The Ceiling: Power, Not Capital
The same week the Oracle deal was being celebrated, President Ruto confirmed that the $1 billion Microsoft and G42 geothermal project had stalled.
The numbers explain why.
The project would have required approximately 1 gigawatt of power. Kenya's national grid currently runs at roughly 3 gigawatts of installed capacity, of which only a portion is reliably available. Drawing 1 GW for a single facility, the equivalent of one-third of the entire national grid, would force load-shedding across the country. "We would need to switch off half the country," Ruto said. The deal is not dead. It is parked until either generation expands or the project scales down.
This is the binding constraint on every data center project in Kenya. Not land. Not fibre. Not demand. Not capital. Power.
Kenya Electricity Generating Company (KenGen) is adding capacity, including geothermal at Olkaria, but the queue is long and the lead time is years. Independent Power Producers (IPPs) are constrained by the same off-taker risk that affects every African utility. The grid is the wall.
What the Smart Operators Are Doing
Operators who are scaling in Kenya right now are not waiting for the grid to catch up. They are building around the constraint.

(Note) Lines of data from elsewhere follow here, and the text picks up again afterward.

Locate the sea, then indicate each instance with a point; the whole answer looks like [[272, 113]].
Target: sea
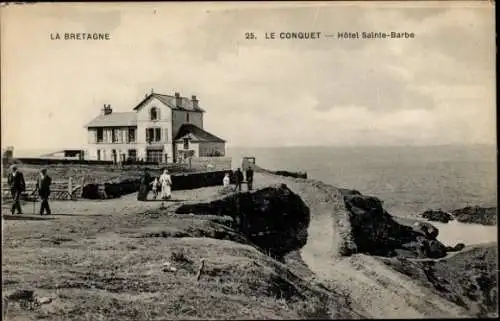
[[408, 179]]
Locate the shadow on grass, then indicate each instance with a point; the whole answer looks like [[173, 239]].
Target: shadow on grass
[[61, 214], [169, 200], [23, 217]]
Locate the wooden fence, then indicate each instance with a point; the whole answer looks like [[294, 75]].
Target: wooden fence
[[60, 189]]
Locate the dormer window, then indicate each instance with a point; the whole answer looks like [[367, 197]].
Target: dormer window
[[154, 113]]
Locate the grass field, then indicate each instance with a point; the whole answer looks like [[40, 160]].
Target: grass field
[[105, 260], [102, 260]]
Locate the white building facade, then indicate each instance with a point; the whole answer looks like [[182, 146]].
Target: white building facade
[[151, 132]]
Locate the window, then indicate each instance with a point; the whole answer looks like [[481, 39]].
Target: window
[[100, 135], [131, 135], [153, 135], [153, 113], [132, 154], [157, 134], [114, 135], [154, 156]]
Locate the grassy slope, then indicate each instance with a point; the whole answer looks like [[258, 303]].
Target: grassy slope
[[108, 265]]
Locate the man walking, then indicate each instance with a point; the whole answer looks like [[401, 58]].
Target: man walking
[[43, 188], [142, 195], [238, 178], [17, 186], [249, 174]]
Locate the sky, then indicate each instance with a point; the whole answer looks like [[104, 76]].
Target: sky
[[437, 88]]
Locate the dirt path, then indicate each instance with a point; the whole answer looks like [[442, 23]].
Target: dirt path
[[377, 290]]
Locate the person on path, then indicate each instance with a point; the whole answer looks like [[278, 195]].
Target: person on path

iXAfrica has designed its Nairobi campus to be among the most power-efficient in Africa, using outside-air cooling and high-density rack configurations. Power usage effectiveness (PUE) is a competitive metric, not a sustainability talking point.
Africa Data Centres, part of the Cassava Technologies group, is expanding its Nairobi facility with a power-first design, including on-site solar and a dedicated grid feed with priority dispatch.

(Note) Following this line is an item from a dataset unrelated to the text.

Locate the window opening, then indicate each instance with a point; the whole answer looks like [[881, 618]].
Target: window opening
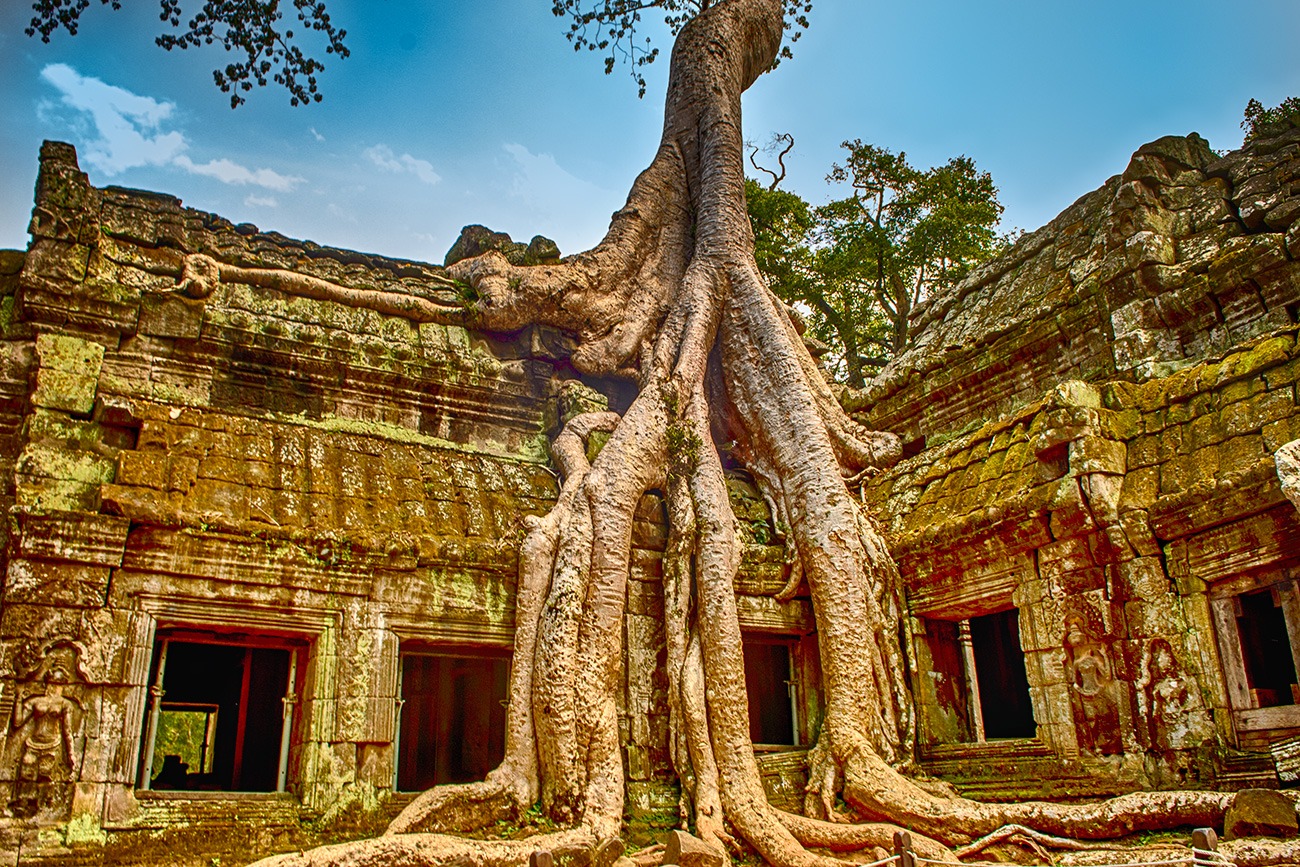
[[1270, 672], [770, 686], [220, 716], [453, 718]]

Digital Realty is bringing its global PlatformDIGITAL model to East Africa through partnerships, treating interconnection and cross-connect density as the differentiator, not just the building.
Safaricom, which is scaling colocation capacity for its enterprise customers, is co-locating at sites with diversified power sources, including its own diesel backup, grid, and selective solar.
The pattern is clear. Power is the constraint, and operators who solve it win the deals.
What This Means for Kenya's AI Ambitions
Kenya has positioned itself as the East African hub for AI, fintech, and public digital services. The 2024 National AI Strategy, the Digital Masterplan, and the country's hosting of the Africa AI Council all point in the same direction.
AI workloads are power-hungry. Training a frontier model is not the use case. Inference, at scale, is. Every chatbot, every fraud-detection model, every voice assistant running on Kenyan infrastructure is drawing power continuously. The Data Protection Act pushes more inference on-shore. The East African data gravity pulls more regional workloads to Nairobi. Power is the limiting reagent.
If Kenya's grid expands on its current trajectory, the 20.27% CAGR is achievable. If it does not, the boom becomes a concentration in a few power-fortified sites, and the rest of the country becomes a stranded-demand market.
The Real Story
The headline number, $266M to $805M by 2031, is correct. The story behind it is more interesting. The boom is being driven by three structural forces: hyperscale landing, sovereign data protection enforcement, and a maturing fibre backbone. The ceiling is being set by one constraint: power.
The data center market is not overhyped. It is underpowered.
The next 24 months will be defined by which operators and which policymakers solve the power problem first. Everything else is downstream.